Well, seeing Sofia is my favorite sight, but that smile… it’s getting damn close to my favorite.
We move to no sound other than our breathing and the sound of bare feet on kitchen tiles. The only other sound is the beating of my heart, beating in a rhythm that I am praying is the same as Sofia’s. She can’t hear my heart beating, and neither can I, but I can feel it.
Never have I hoped for someone’s heart to beat in the same pace as mine, wanting the same as me, yet here I am, silently begging the universe to never take my Sofia away from me ever again.
I’m not sure when I started to need her in my life, but I finally realize that I do. I need her to breathe, to feel happy and complete.
Both our eyes fall to my wrist as I hold her. I’m still wearing her wisteria-colored ribbon around it every single day, and I do not plan on ever taking it off. Ever since I took it from her, I’ve been wearing it without having had it off, with only a few exceptions. I do not wear it for hockey, for multiple reasons. For one, and probably the most important one, I am not even allowed to wear any kind of bracelets, rings, or necklaces during practice or games. Other than that, I only take it off to work out as I don’t want it to get all sweaty and disgusting.

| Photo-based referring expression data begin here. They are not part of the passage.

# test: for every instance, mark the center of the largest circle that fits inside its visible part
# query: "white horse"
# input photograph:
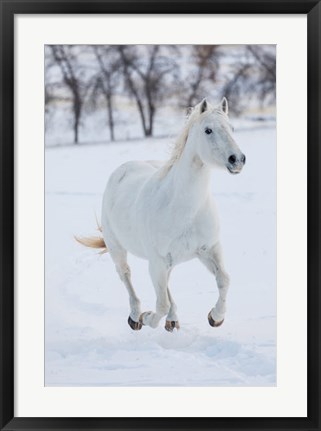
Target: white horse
(165, 213)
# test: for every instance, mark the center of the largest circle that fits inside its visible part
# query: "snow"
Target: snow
(87, 339)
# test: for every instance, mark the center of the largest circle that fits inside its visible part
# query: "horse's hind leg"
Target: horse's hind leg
(171, 318)
(119, 256)
(213, 260)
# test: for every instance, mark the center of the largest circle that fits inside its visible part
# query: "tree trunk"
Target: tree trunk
(110, 118)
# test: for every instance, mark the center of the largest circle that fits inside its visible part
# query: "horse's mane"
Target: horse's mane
(180, 142)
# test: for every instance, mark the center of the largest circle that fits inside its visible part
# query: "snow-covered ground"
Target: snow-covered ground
(87, 339)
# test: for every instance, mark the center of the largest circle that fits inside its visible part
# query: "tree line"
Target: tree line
(86, 75)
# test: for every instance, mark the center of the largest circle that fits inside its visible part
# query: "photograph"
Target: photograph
(160, 215)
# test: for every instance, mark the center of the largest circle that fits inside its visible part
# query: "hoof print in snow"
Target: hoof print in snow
(136, 326)
(170, 325)
(212, 322)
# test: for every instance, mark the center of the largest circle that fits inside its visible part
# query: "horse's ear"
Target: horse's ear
(189, 110)
(224, 105)
(203, 106)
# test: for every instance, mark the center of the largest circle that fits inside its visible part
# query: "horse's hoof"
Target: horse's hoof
(171, 324)
(212, 322)
(136, 326)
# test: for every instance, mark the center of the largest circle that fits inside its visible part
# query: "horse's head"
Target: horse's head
(214, 137)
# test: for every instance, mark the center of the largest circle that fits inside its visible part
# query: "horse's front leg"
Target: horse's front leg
(164, 303)
(213, 260)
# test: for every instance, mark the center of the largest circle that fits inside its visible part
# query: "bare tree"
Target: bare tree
(106, 80)
(253, 75)
(146, 70)
(204, 61)
(72, 77)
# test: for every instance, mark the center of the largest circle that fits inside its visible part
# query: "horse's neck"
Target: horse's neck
(189, 176)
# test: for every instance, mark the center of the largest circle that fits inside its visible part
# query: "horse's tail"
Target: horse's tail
(94, 241)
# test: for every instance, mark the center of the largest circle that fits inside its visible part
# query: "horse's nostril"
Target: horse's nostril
(232, 159)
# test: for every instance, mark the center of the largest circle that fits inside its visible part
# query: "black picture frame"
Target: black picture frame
(9, 8)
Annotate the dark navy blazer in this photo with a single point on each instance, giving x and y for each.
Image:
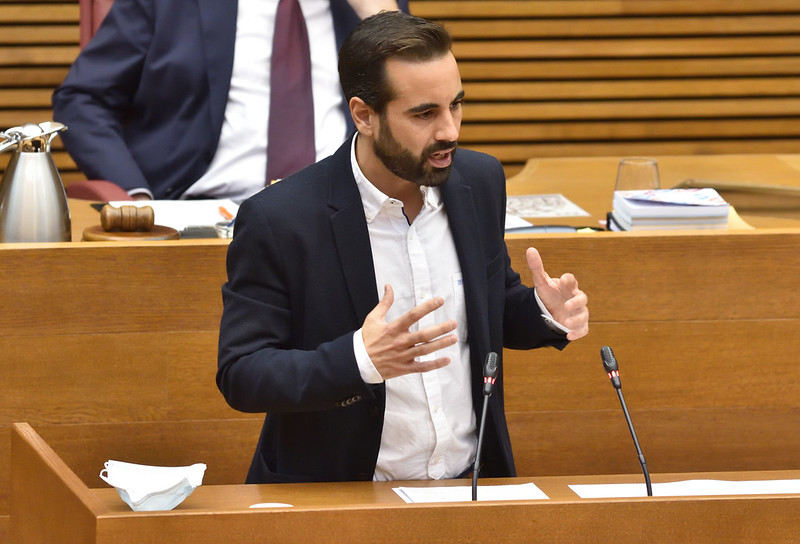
(301, 281)
(144, 101)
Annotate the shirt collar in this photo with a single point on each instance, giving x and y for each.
(373, 199)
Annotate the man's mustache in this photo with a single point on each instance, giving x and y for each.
(440, 146)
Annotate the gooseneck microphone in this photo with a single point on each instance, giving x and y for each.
(489, 377)
(610, 364)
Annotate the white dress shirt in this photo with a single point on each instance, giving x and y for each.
(429, 428)
(238, 169)
(429, 422)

“Aaron?” she says quietly, looking up at me through her lashes. Her voice is the most beautiful one I have ever heard, and hearing her say my name never fails to make my heart skip a beat or two.

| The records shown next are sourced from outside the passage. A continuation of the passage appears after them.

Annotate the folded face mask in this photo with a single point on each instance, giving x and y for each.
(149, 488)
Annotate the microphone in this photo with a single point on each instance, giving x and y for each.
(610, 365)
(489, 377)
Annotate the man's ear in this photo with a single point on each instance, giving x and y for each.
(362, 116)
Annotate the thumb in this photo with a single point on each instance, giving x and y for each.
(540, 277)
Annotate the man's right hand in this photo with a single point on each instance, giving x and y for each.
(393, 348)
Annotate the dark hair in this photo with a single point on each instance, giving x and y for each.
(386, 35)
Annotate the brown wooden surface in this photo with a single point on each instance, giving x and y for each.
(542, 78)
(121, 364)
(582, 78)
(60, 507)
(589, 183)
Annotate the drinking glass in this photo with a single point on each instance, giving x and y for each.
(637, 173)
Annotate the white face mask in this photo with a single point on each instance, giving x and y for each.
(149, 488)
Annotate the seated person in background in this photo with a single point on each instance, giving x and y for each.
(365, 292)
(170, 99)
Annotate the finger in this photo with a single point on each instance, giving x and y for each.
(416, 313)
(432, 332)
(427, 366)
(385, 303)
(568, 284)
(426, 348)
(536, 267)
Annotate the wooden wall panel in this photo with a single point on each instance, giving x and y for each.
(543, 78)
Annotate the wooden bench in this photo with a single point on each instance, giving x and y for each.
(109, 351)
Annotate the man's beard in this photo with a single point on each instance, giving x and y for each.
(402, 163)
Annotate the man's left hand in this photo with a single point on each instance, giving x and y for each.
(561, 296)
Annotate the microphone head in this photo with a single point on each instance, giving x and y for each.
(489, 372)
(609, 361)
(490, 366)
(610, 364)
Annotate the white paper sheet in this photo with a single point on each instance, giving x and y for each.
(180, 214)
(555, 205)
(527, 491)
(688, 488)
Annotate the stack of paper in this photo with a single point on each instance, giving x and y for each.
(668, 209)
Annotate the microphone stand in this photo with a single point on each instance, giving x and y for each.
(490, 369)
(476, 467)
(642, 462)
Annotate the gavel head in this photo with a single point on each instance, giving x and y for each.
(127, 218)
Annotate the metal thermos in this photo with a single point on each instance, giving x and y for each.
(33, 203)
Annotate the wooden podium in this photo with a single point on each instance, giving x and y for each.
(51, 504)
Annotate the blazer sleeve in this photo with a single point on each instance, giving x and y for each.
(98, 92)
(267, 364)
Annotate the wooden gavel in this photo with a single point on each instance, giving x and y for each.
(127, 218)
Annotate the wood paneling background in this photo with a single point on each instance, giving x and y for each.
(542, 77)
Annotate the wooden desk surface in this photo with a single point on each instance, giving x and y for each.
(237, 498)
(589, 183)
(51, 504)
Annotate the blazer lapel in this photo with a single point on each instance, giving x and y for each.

“Sofia?” I push a strand of hair that fell into her face back behind her ear.
“Can you promise me something?”
“Unless you want me to leave you and move on, yes.” I doubt I could, even if I tried to. Leaving her and moving on? No, it’s impossible.
“If we do somehow manage to make your promise become reality, promise me not to say, ‘I love you’ for the first time on my birthday.”
We stop moving, but despite the little anxiety and shock in my bones, I still reach my hands up to her face, cupping it. “Why not?”
“Because I would never be able to celebrate one happy birthday again if we broke up. It would be ruined for all of eternity, haunting me. It would remind me that there was a time when you loved me, and we were together. You would have made a special day in my life more special and then took the magic away without leaving crumbs.”
I kiss her, gently, deeply, like this is the last time I’d ever get to kiss her. As we part, the words, “I promise” leave me in a whisper. With the kiss that follows, I also promise her not to say these words for the first time on any day that is supposed to be special to her. Like Easter, Christmas, or any other holiday that exists. Though, it wouldn’t make a difference because when I say those words, they’ll be forever, and there will never be a way back from them.